Plotec, un premier projet commun
Sept pays européens unissent leurs forces pour mener le projet Plotec, aux îles Canaries. Soutenu financièrement par l’Union européenne, un démonstrateur à l’échelle un cinquième sera construit. Le consortium n’a pas encore communiqué sa puissance. Global Otec, un des membres du consortium, a déjà validé sa structure au cours d’essais menés en bassin à Londres, en mai 2023.
Selon les porteurs du projet, la cellule flottante doit facilement pouvoir être connectée et déconnectée du réseau afin de la rapatrier en cas d’évènement météorologique extrême. Elle doit produire de l’électricité et pourra aussi servir de production de froid. Elle est réversible, il n’y a qu’à inverser le cycle de Carnot.
Commentaires
Si l'énergie thermique des mers était rentable malgré une si faible différence de température... et malgré les importantes dépenses de pompage, alors le solaire thermique sans concentration, qui crée une différence de température bien plus grande avec beaucoup moins de consommations parasites, le serait.davantahe encore. Or personne n'en fait, parce que le PV, et même le PV avec batterie, sont incomparablement moins chers.
Un concept à oublier...
En revanche la mer peut servir de source de calories et de frigories pas chère. Mais pas de source d'électricité.
depuis les années 40 plusieurs installations ont été faite au USA et dans le pacifique. le rendement pratique est trop faible
Le rendement est trop faible pour une installation trop compliquée, quitte à utiliser les différences de températures il vaut mieux un système Stirling...

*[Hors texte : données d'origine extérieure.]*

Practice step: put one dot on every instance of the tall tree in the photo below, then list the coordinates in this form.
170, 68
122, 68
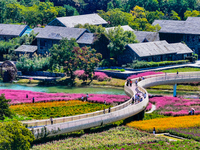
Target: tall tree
4, 107
71, 57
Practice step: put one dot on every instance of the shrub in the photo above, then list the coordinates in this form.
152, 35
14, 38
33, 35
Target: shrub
37, 63
14, 136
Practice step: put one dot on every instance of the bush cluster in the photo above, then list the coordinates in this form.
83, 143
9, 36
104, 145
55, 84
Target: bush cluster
145, 64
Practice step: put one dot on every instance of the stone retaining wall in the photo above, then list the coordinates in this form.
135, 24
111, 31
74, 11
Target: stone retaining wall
43, 73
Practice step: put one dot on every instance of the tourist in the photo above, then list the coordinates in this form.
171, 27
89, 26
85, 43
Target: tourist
82, 98
136, 82
51, 119
109, 110
193, 111
104, 101
131, 82
133, 100
127, 82
144, 95
154, 130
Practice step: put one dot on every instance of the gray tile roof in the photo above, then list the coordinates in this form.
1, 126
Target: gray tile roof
57, 33
181, 48
93, 19
12, 29
141, 35
149, 36
190, 26
152, 48
26, 48
125, 28
86, 38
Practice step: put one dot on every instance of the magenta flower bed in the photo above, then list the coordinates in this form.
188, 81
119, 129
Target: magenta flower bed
100, 98
149, 106
174, 106
144, 74
19, 96
100, 76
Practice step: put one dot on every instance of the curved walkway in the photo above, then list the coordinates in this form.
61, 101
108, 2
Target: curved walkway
153, 108
119, 112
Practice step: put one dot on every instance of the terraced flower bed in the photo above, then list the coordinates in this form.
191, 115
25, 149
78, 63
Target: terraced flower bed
56, 109
144, 74
174, 106
190, 133
20, 96
163, 124
111, 138
177, 145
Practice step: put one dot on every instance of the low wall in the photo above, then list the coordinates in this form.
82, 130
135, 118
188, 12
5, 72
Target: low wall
43, 73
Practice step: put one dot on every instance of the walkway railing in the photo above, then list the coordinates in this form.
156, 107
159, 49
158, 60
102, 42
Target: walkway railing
45, 122
120, 112
89, 120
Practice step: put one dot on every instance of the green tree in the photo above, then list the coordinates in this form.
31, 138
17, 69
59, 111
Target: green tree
174, 16
31, 15
13, 12
71, 57
118, 40
61, 11
14, 136
47, 12
4, 107
154, 15
70, 11
92, 28
2, 11
86, 59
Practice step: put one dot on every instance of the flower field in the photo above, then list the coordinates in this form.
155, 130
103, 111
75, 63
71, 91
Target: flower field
163, 124
190, 133
174, 106
19, 96
100, 76
149, 106
183, 145
113, 137
56, 109
144, 74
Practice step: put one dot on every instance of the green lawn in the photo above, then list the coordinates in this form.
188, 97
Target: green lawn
185, 69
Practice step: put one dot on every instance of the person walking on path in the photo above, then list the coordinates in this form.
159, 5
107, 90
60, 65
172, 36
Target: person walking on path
136, 82
51, 119
154, 130
109, 110
87, 96
131, 82
127, 82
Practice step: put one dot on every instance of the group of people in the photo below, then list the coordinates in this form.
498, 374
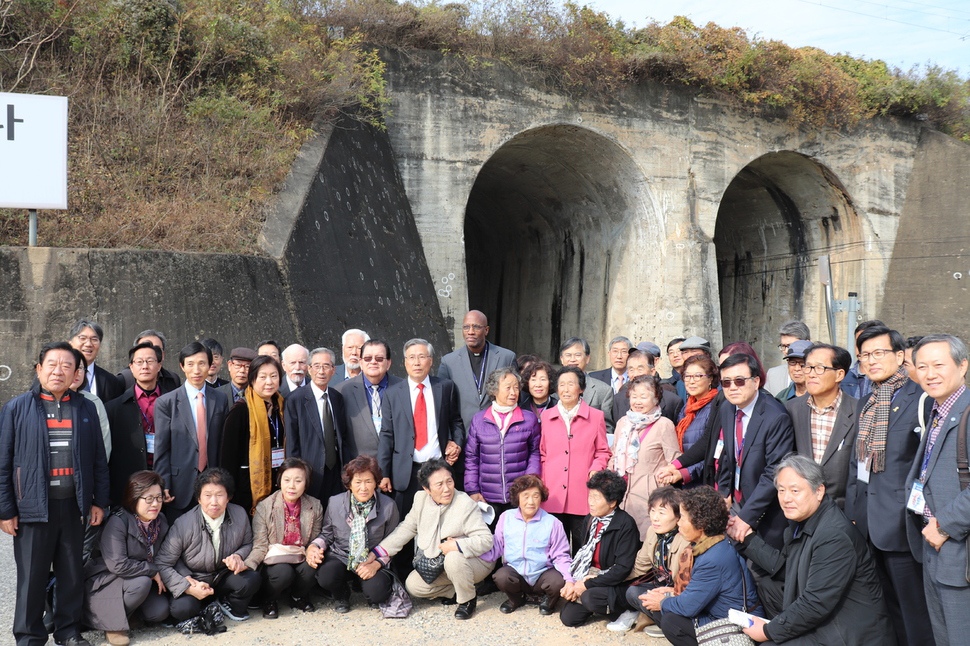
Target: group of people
659, 504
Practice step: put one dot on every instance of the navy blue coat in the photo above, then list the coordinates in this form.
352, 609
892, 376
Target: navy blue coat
25, 457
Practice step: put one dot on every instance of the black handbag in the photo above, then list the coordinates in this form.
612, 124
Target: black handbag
429, 568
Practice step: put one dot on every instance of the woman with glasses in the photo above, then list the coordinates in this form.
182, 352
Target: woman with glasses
123, 577
252, 438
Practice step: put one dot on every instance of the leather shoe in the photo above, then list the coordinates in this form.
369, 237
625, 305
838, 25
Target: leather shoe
547, 606
76, 640
467, 609
509, 606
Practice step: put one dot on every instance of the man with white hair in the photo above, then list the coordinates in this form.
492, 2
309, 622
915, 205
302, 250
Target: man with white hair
352, 342
294, 365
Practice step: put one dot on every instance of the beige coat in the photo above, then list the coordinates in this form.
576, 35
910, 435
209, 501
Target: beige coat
269, 521
658, 449
431, 523
644, 562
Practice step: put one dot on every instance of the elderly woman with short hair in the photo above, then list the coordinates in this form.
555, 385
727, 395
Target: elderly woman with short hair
605, 561
203, 558
356, 521
711, 577
124, 578
450, 537
573, 446
502, 444
533, 544
283, 526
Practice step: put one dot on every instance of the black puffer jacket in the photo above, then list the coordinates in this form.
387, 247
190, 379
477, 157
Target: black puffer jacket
188, 549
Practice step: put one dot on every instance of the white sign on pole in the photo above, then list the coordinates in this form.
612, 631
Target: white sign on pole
33, 151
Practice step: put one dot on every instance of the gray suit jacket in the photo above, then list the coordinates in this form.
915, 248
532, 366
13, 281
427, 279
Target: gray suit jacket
838, 453
457, 367
600, 396
360, 424
177, 443
395, 444
946, 500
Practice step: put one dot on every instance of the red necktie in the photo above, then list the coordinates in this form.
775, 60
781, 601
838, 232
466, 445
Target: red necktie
420, 420
738, 449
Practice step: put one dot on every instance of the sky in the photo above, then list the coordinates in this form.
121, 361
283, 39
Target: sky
903, 33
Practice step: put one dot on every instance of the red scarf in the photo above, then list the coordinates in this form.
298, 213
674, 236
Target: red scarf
690, 412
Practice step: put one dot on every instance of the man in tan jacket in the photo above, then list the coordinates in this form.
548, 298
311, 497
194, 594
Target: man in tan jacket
444, 521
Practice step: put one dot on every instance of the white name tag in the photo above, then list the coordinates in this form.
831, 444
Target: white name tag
916, 502
277, 457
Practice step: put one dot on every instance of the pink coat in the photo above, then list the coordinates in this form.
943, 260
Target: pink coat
566, 462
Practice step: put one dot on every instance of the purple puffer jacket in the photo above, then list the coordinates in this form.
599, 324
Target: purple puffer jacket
493, 462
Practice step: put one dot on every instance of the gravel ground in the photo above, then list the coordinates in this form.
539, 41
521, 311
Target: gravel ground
429, 622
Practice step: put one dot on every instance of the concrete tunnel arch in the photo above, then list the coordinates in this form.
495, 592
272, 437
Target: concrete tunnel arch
777, 215
544, 237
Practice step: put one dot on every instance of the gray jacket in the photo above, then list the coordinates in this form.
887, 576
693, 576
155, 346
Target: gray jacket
188, 549
335, 535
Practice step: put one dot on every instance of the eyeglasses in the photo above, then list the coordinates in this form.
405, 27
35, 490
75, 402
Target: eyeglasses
875, 354
696, 377
817, 369
737, 381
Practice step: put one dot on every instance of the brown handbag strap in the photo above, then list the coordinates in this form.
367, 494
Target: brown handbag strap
963, 464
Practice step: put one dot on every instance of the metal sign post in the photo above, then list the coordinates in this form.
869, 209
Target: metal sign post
33, 154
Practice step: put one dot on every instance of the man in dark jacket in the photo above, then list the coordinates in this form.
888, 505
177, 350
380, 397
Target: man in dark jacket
831, 592
53, 475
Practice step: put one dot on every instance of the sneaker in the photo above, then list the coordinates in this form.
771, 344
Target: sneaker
227, 611
624, 622
653, 631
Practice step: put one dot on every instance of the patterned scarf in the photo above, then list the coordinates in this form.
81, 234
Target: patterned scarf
150, 532
874, 421
357, 553
584, 557
627, 448
694, 405
260, 453
687, 558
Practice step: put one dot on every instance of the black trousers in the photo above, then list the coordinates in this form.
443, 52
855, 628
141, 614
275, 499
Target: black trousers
37, 547
279, 578
235, 589
595, 601
333, 576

Jules Verne en parlait déjà dans vingt milles lieux sous les mers
Je me souviens qu'on en parlait déjà dans les années 80 dans les émissions TV scientifiques ; émissions de Laurent Broomhead (ingénieur) sur Antenne 2 (mercredi soir ?) par exemple. Ses émissions de vulgarisation scientifique étaient très bien pour l'époque.
En admettant que ça marche, je ne doute pas que les écolos s'y opposeront invoquant le réchauffement des eaux profondes et le refroidissement des eaux de surface qui vont déstabiliser l'écosystème. Et en plus en cas de fuite, l'ammoniac tuerait les poissons.
Réponse à prendre avec de l'humour... (je préviens, au cas où ce serait mal interprété...)
Décidément, y'a jamais rien qui va !
"l’ammoniac tuerait les poissons."
Des poissons, il n'y en a déjà plus, à cause de la surpêche.
Et puis l'ammoniac dans l'eau ça donne de l'ammoniaque, qui est une solution alcaline ce qui luttera contre l'acidification des océans.
NH3 + H2O ==> NH4+ + OH-
En effet n'importe quelle personne censée verrait le défaut.
On ne crée pas de l'énergie, on la transforme. Ici on va la déplacer (ce qui est une transformation), réchauffer le fond marin alors qu'on sait que cela est déjà en cours et nous amène à de sérieux problèmes.
Heureusement, cela est aussi compliqué et inexploitable que la séquestration de CO2 donc aucune chance de voir ces centrales devenir réalité.